The Costa Book Awards have been running for 50 years - but no longer. The sponsors announced yesterday that they've "taken the difficult decision" to knock the awards on the head, which makes them sound like a beloved but ageing, incontinent and terminally ill pet transported to the vet for one last visit.
In what sense were the Costas ailing? It's not clear, not least because Costa don't appear to have provided any justification for the termination. Damian Barr, writing in the Evening Standard, suggests that the organising team may not even have been aware that the end was nigh.
Barr - one of the judges for the final round of awards - notes that the public outcry at the announcement has largely focused on the failure (or lack of effort) to find a new sponsor, but argues that in any civilised country sponsorship wouldn't be necessary because the government would provide proper support to the industry.

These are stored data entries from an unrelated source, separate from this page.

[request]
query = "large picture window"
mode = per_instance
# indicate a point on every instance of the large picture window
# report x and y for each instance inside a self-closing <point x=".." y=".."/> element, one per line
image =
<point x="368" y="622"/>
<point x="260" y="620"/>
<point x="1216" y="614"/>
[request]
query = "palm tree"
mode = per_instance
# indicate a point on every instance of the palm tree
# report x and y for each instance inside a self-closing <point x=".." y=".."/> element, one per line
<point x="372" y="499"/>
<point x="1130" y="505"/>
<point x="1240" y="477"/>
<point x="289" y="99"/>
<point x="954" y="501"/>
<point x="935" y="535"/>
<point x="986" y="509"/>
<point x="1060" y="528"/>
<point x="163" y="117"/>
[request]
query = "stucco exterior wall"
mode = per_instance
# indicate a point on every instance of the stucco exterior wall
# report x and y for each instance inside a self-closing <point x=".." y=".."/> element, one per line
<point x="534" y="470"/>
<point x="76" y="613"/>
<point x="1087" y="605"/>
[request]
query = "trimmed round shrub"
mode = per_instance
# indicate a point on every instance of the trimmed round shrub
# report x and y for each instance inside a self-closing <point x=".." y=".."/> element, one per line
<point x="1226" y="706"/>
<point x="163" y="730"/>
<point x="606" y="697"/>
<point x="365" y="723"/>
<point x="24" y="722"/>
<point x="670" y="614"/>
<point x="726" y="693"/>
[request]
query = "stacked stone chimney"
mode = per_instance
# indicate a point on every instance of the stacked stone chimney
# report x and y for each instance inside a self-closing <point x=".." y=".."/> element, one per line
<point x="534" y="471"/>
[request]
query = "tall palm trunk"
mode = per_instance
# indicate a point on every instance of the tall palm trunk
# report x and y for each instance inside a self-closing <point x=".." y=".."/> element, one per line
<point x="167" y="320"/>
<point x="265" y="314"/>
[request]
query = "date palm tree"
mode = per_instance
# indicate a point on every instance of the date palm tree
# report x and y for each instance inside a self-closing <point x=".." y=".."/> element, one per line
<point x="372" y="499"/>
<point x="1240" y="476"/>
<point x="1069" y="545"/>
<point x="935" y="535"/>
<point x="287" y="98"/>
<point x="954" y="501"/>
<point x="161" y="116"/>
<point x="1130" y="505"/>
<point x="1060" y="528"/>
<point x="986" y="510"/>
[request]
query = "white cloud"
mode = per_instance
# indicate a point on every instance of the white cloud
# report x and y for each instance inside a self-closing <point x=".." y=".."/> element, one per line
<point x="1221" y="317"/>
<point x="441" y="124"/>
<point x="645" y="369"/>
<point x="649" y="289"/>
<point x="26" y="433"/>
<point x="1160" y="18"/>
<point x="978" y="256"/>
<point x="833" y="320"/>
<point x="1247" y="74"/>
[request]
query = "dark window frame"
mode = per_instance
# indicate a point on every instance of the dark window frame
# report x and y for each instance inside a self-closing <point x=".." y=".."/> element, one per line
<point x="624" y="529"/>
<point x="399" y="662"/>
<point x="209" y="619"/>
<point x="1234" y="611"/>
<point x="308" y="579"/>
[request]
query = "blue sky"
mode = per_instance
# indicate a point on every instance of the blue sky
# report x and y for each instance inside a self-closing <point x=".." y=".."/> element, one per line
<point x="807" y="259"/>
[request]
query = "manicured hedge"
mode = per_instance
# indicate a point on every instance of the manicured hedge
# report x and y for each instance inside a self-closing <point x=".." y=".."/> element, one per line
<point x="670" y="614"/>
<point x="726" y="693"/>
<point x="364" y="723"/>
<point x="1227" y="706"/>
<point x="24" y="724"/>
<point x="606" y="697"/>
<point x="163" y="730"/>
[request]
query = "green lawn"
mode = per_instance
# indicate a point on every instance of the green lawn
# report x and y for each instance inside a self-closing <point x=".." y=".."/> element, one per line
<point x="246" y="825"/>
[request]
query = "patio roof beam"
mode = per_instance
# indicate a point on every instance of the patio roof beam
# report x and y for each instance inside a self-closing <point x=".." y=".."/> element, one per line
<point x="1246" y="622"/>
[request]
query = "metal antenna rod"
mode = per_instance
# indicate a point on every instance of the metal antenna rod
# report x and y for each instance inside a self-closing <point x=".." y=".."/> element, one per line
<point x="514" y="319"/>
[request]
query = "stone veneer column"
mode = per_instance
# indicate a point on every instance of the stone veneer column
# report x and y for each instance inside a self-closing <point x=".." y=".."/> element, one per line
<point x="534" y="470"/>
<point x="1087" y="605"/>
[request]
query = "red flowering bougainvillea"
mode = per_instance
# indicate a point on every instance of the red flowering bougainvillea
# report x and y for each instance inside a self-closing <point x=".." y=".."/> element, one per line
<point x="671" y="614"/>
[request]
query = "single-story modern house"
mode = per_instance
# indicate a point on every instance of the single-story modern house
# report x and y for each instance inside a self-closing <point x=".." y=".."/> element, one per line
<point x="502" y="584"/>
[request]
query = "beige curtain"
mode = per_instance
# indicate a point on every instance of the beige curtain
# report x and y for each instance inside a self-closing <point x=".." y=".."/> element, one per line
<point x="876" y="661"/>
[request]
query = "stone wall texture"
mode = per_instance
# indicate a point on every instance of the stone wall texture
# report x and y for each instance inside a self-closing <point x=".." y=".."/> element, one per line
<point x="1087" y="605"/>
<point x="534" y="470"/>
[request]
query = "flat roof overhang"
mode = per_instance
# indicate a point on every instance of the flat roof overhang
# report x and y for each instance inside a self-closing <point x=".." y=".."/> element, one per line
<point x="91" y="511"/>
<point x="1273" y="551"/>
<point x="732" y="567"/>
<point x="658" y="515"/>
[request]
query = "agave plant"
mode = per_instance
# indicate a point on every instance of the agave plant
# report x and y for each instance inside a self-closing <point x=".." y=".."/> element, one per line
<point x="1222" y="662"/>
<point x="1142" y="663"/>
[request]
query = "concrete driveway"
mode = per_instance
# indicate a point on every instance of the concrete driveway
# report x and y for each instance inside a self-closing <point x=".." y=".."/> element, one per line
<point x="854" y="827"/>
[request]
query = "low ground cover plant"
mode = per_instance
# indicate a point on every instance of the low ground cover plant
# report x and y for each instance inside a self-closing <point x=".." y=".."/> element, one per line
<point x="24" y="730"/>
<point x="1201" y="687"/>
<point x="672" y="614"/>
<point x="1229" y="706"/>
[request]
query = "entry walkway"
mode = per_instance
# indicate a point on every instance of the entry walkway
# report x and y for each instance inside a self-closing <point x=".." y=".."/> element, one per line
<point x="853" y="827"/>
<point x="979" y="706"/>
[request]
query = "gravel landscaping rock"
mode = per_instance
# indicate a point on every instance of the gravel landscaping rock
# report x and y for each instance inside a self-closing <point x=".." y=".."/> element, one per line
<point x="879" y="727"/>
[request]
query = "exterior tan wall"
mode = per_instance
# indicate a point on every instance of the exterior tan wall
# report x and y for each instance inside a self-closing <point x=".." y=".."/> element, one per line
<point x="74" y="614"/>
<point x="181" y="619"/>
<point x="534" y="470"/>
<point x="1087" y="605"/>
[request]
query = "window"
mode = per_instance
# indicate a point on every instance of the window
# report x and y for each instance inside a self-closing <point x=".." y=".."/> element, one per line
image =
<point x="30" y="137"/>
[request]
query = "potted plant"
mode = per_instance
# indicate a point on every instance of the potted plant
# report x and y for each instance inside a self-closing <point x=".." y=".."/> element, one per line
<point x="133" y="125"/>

While he acknowledges that "publishers had to commit some cash to supporting their book if it won" - something that had a disproportionately heavy impact on small presses like Seren - it's undeniable that the Costas "were a good thing": "Prizes raise awareness which increase sales, which helps writers and publishers and bookshops and every bit of the publishing ecosystem." In Seren's case, the prize helped to promote poetry - very much a niche artform these days - by getting it into coffee shops up and down the country. The value of doing so can't be underestimated.